La ley está sometida al control por parte de jueces constitucionales (bien como Judicial Review o como jurisdicción concentrada). No solo rige en nuestro Derecho la justicia concentrada constitucional, sino también la interpretación de las leyes conforme a la Constitución. Debe contrastarse la solución jurídica con los principios y valores morales que pueden considerarse amparados por la Constitución. Deberá plantearse, cuando proceda, la cuestión de inconstitucionalidad ante el Tribunal Constitucional o deberá dejarse de aplicar la ley cuando sea contraria al Derecho europeo en que se reflejen tales principios. Los principios y valores operan como idea regulativa según Alexy. Los lamentos sobre la dureza o la injusticia de la ley invitan inmediatamente a una reflexión sobre en qué medida tienen fundamento y en qué medida suponen eludir la responsabilidad del juez. El juez no es un representante democrático; pero, según Alexy, es un representante argumentativo.

Se imponen nuevos métodos jurídicos que no tienen en cuenta únicamente la forma clásica del razonamiento por subsunción, sino métodos de adecuación y de ponderación. La creación y la aplicación del derecho no es un acto de voluntad, sino que se realiza a través de la razón práctica optando entre diversas soluciones racionales. Se supera el voluntarismo. El origen y la aplicación del Derecho tiene que ver con el diálogo. La respuesta acertada del Derecho debe encontrarse contrastando las soluciones por medio del diálogo.

El Derecho ya no es solo la aplicación de la ley, sino que empapa también el proceso de su creación. No solo la aplicación, sino también la creación del Derecho es fruto de la razón práctica obtenida mediante el diálogo. Existe una diferencia de límites y de procedimiento entre el derecho parlamentario y el derecho judicial. Como explica Luhman, el juez, a diferencia del legislador, no actúa según un método de oportunidad, de prueba y error. Pero la esencia jurídica es la misma.

El diálogo en que el Derecho consiste obliga a tener en cuenta todos los elementos: Derecho extranjero, jurisprudencia extranjera, consensos sociales, opiniones de quienes tienen autoridad en el mundo de la ética.

Frente a la Teoría pura del Derecho de Kelsen, el Derecho se convierte en impuro, pues no solo se tiene en cuenta el razonamiento abstracto sobre el texto de la ley, sino que toma en cuenta valoraciones sobre los elementos proporcionados por otras disciplinas, que integran las llamadas premisas extrasistemáticas y sirve también para la creación de la ley.

Finalmente, el Derecho deja de ser solo coercitivo y adquiere un carácter funcional, preventivo y restaurador, de recomposición de la convivencia y de las relaciones humanas. Importa el arrepentimiento, el diálogo y la mediación como instrumentos de restauración de la dignidad humana. El valor de una sentencia no solo se mide en abstracto, sino también por sus efectos y consecuencias sociales.

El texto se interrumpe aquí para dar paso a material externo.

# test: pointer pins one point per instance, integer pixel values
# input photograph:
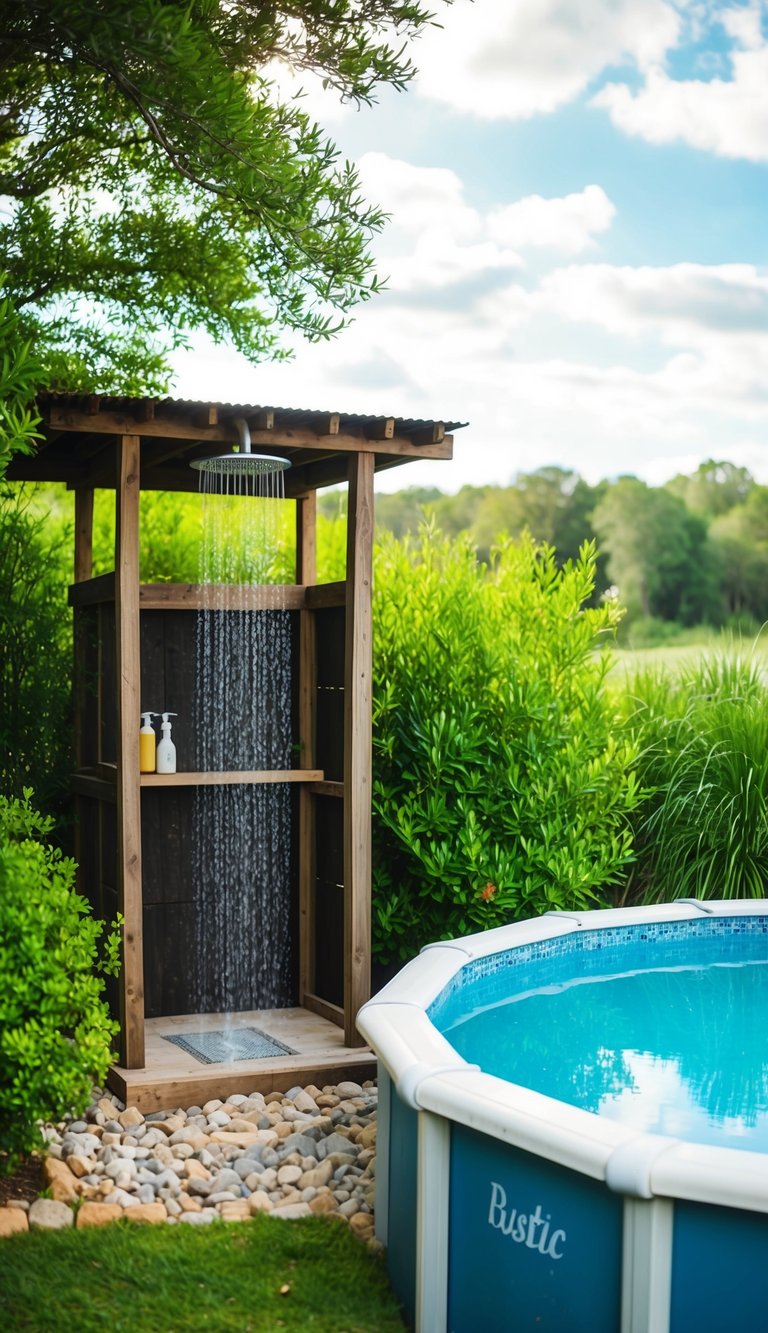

Sospecho que todo es inútil fuera de esta concepción, que representa lo más avanzado en el pensamiento del mundo occidental. Si logramos la penetración de estas ideas en nuestra cultura jurídica será muy fácil organizar la Administración de Justicia. Se abrirá paso sin más dificultades la añorada voluntad política de reforma, pues no existirán motivos, justificados o inconfesables, para no desear su eficacia. En el caso de que no sea así, estamos condenados a pervivir en una ineficacia del sistema judicial y en una doble moral del sistema jurídico cada vez más llamativa y a buscar consuelo en el realismo jurídico. Sí: a consolarnos pensando, como dice el sociólogo norteamericano Duncan Kennedy, que la sociedad siempre necesita a los jueces, porque necesita hacerse la ilusión de que la justicia existe.